Inquilino moroso: come tutelarsi

Come tutelarsi in caso di ritardato o mancato pagamento del canone di affitto: ecco le soluzioni

Difendersi dalla morosità di un inquilino non è semplice, e non esistono forme di autotutela (cambiare le chiavi dell’appartamento oppure sfrattarlo l’inquilino coattivamente).

Per tutelarsi dal ritardo dei pagamenti del canone di affitto, si hanno due possibilità: giocare d’anticipo oppure avviare una procedura ad inadempimento avvenuto.

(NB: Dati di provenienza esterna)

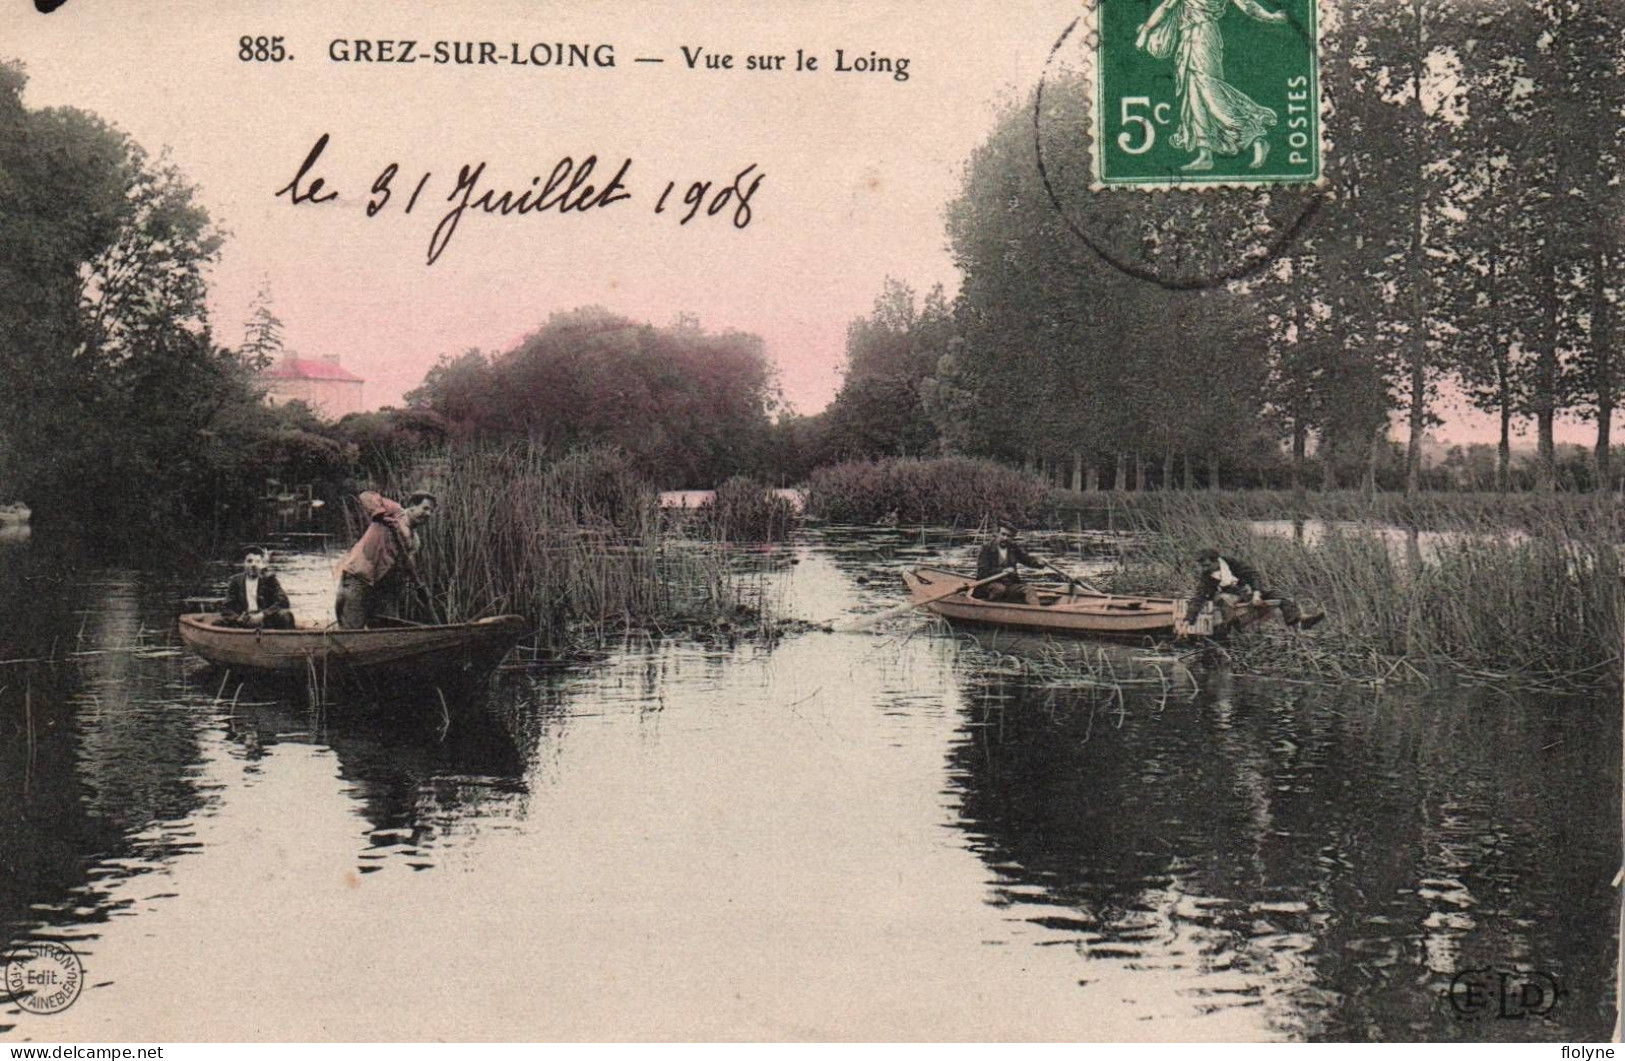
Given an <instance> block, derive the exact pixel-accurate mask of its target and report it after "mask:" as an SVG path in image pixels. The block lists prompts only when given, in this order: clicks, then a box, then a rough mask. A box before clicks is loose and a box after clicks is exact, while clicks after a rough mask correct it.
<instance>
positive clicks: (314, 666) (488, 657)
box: [180, 613, 530, 678]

La prima eventualità prevede un ampio ventaglio di opzioni: la prima è inserire nel contratto la “clausola risolutiva espressa” con cui avviene l’automatico scioglimento del contratto al verificarsi del mancato pagamento dei canoni di affitto. Il locatore non ricorre in tribunale: si limita a inviare una raccomandata al conduttore con la quale gli comunica di avvalersi della clausola risolutiva, invitandolo a sfrattare. Se quest’ultimo non ottempera, il locatore dovrà ricorrere al giudice per avviare la procedura di sfratto. Il vantaggio della clausola risolutiva, è che, dal giorno del ricevimento della raccomandata, il locatore non deve più pagare le imposte sui canoni di affitto non percepiti, essendo ormai il contratto risolto.

Una seconda soluzione è inserire nel contratto il “termine essenziale ad adempiere” con il quale, in caso di morosità, il proprietario può diffidare l’inquilino ad adempiere nel più breve tempo possibile (non meno di 15 giorni) con avvertimento che, in caso contrario, il contratto si considererà automaticamente sciolto.  Anche qui, il tribunale sarà adito solo se la procedura di sfratto necessita di essere avviata.

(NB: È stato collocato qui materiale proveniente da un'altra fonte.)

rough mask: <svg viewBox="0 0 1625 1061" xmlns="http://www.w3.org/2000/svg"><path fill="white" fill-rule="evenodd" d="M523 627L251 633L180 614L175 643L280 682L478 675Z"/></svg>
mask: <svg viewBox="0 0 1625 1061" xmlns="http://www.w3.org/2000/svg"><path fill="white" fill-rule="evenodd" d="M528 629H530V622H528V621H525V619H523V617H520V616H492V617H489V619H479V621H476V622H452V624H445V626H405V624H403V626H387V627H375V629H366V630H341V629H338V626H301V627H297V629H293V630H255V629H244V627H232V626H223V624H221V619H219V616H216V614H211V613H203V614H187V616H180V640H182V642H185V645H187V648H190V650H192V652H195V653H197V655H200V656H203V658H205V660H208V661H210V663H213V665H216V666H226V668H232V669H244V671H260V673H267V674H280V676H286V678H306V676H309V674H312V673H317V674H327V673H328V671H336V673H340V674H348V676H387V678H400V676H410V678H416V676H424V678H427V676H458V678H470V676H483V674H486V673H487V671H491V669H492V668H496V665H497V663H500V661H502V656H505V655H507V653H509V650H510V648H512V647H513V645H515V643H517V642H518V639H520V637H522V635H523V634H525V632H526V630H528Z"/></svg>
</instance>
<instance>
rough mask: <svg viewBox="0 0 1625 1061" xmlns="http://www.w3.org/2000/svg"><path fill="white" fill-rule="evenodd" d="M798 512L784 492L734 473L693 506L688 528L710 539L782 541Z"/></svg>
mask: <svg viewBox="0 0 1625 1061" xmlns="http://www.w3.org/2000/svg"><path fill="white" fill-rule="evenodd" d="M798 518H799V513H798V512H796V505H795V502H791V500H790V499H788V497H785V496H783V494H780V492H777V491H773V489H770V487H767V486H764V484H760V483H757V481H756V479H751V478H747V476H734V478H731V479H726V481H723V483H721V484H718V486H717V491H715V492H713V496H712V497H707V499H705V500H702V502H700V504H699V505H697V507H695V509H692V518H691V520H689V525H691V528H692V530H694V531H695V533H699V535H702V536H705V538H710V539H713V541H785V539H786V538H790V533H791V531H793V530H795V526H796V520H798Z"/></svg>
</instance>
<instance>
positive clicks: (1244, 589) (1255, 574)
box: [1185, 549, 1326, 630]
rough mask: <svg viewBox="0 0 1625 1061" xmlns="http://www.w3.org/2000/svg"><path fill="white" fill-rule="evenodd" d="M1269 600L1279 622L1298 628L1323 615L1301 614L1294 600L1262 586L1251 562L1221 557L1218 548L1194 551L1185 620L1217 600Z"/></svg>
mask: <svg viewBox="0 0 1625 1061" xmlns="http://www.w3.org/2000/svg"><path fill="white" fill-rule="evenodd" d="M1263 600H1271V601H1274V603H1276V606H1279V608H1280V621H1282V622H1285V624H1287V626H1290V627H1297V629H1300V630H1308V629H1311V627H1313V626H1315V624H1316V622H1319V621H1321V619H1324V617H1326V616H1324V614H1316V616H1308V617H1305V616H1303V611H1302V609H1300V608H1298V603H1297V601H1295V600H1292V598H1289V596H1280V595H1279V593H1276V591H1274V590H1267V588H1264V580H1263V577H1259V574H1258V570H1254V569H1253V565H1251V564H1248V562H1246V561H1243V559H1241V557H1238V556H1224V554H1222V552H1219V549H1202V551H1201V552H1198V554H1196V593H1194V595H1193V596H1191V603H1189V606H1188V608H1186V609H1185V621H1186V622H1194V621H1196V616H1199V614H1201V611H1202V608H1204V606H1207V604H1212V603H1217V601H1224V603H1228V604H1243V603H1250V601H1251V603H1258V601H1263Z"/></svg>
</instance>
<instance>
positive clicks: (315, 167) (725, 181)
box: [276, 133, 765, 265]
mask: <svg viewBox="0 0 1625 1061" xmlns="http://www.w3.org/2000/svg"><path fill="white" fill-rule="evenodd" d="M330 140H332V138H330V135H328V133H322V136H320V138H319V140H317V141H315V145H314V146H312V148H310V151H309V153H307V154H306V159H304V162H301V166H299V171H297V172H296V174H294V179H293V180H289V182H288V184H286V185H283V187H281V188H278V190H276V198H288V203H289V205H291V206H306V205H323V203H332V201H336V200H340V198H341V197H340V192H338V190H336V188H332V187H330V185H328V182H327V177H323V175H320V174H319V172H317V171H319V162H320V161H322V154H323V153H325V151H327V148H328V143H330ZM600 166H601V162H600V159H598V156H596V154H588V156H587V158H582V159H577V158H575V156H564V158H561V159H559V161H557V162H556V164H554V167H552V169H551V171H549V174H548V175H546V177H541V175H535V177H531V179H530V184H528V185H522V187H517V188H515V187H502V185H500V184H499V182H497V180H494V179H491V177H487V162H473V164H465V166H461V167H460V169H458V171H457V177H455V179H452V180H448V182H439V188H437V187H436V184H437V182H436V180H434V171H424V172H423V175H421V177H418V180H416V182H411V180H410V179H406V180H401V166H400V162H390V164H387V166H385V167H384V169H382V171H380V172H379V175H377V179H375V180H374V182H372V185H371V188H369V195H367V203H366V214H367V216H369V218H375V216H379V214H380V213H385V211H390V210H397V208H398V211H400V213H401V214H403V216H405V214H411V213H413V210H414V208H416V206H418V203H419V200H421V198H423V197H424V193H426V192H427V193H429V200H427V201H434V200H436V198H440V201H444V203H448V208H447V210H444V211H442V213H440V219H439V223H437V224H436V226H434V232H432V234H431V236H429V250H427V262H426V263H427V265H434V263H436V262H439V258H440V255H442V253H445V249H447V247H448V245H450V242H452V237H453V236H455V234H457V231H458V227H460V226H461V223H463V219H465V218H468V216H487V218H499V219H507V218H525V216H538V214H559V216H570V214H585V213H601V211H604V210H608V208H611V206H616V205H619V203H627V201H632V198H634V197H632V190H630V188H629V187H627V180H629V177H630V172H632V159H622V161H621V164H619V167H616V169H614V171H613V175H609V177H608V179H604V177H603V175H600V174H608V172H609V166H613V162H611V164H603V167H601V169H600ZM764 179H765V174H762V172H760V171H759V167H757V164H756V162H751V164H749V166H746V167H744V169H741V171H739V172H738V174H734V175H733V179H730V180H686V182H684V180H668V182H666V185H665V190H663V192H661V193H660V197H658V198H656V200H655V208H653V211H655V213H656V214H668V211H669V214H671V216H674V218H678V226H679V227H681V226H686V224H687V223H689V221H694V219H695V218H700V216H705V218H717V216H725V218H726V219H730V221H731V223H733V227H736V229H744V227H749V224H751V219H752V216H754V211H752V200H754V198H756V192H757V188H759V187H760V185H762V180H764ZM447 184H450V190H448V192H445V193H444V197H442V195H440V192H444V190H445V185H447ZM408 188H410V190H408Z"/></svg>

Il termine essenziale offre lo stesso vantaggio della clausola risolutiva espressa.

Terza opzione è la “clausola penale” con cui si stabilisce la somma che l’affittuario dovrà versare in caso di inadempimento: trattasi di una sorta di risarcimento del danno determinato in modo forfettario e anticipato. Qui sorge però un problema fiscale: la clausola penale sconta, al momento della registrazione, l’imposta in misura fissa di 200 euro e, al momento della esplicazione dei suoi effetti, l’imposta proporzionale nella misura del 3% al netto dei 200 euro già versati.

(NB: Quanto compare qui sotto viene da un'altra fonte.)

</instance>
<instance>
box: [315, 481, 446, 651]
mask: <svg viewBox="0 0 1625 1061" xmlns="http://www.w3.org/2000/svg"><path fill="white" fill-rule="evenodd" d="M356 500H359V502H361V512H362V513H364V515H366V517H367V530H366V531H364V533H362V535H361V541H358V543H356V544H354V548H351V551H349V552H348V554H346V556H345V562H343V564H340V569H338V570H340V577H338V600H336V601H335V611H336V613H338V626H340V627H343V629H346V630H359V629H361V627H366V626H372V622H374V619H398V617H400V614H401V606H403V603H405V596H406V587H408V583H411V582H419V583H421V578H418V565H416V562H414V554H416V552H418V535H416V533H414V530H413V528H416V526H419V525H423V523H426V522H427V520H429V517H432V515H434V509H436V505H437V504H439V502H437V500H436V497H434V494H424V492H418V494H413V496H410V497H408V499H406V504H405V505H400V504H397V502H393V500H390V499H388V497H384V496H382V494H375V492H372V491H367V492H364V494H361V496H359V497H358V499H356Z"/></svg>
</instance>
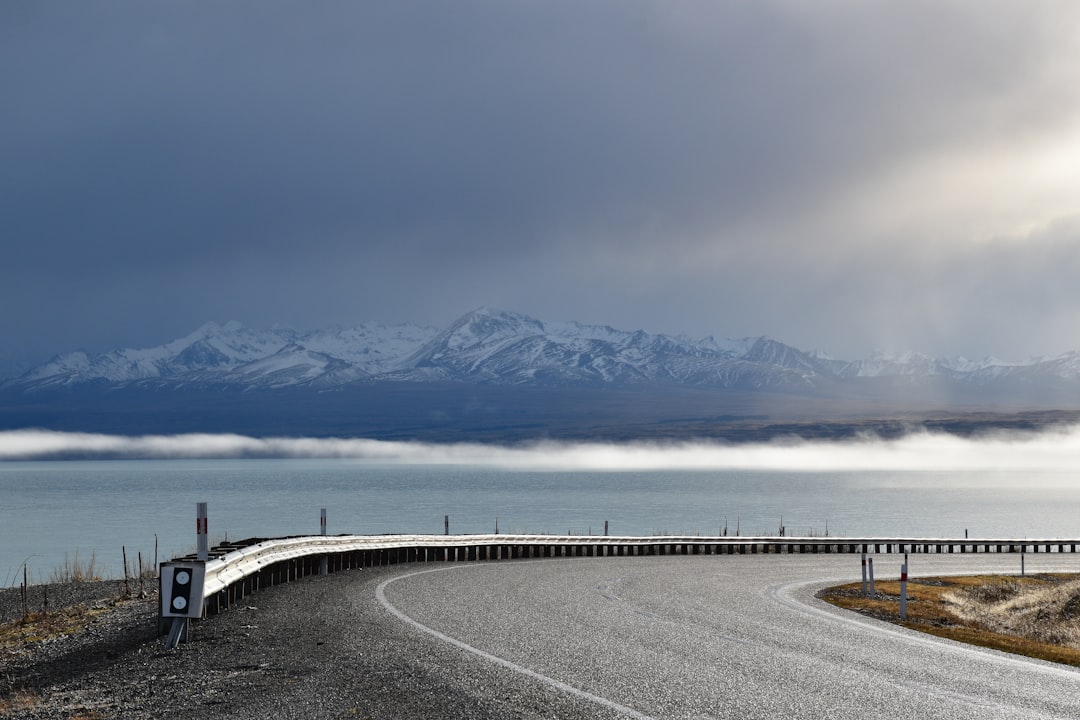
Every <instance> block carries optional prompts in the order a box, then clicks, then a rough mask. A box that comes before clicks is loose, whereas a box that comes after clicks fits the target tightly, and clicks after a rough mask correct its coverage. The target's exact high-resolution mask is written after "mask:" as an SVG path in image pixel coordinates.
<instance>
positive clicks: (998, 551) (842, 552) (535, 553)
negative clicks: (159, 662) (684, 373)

E’ prevista una solo forma di tutela, invece, a contratto già firmato:  agire in giudizio per ottenere l’adempimento coattivo oppure lo sfratto.

La procedura deve essere preceduta da una diffida con la quale si intima il versamento della somma arretrata (più gli interessi) , e che può essere concretizzata anche dopo un solo giorno di ritardo e ripeterla ad ogni mancata puntualità.

L’azione di sfratto, invece, può essere avviata solo se il ritardo si prolunga fino a 20 giorni dopo il mese successivo a quello del pagamento.

Tuttavia, anche una volta intrapresa la causa, il conduttore, in udienza,  può: pagare e sanare la morosità (a condizione però che rimborsi anche le spese legali e gli interessi), chiedere un termine di 90 giorni per purgare la mora (“termine di grazia“).

Se l’inquilino non paga nonostante l’intervento del giudice, il tribunale emette lo sfratto immediatamente esecutivo; l’inconveniente è che fino a quando non si ottiene l’ordinanza di sfratto, i canoni di locazione non percepiti vanno indicati nella dichiarazione dei redditi e su di essi si pagano le tasse, anche se solo virtuali.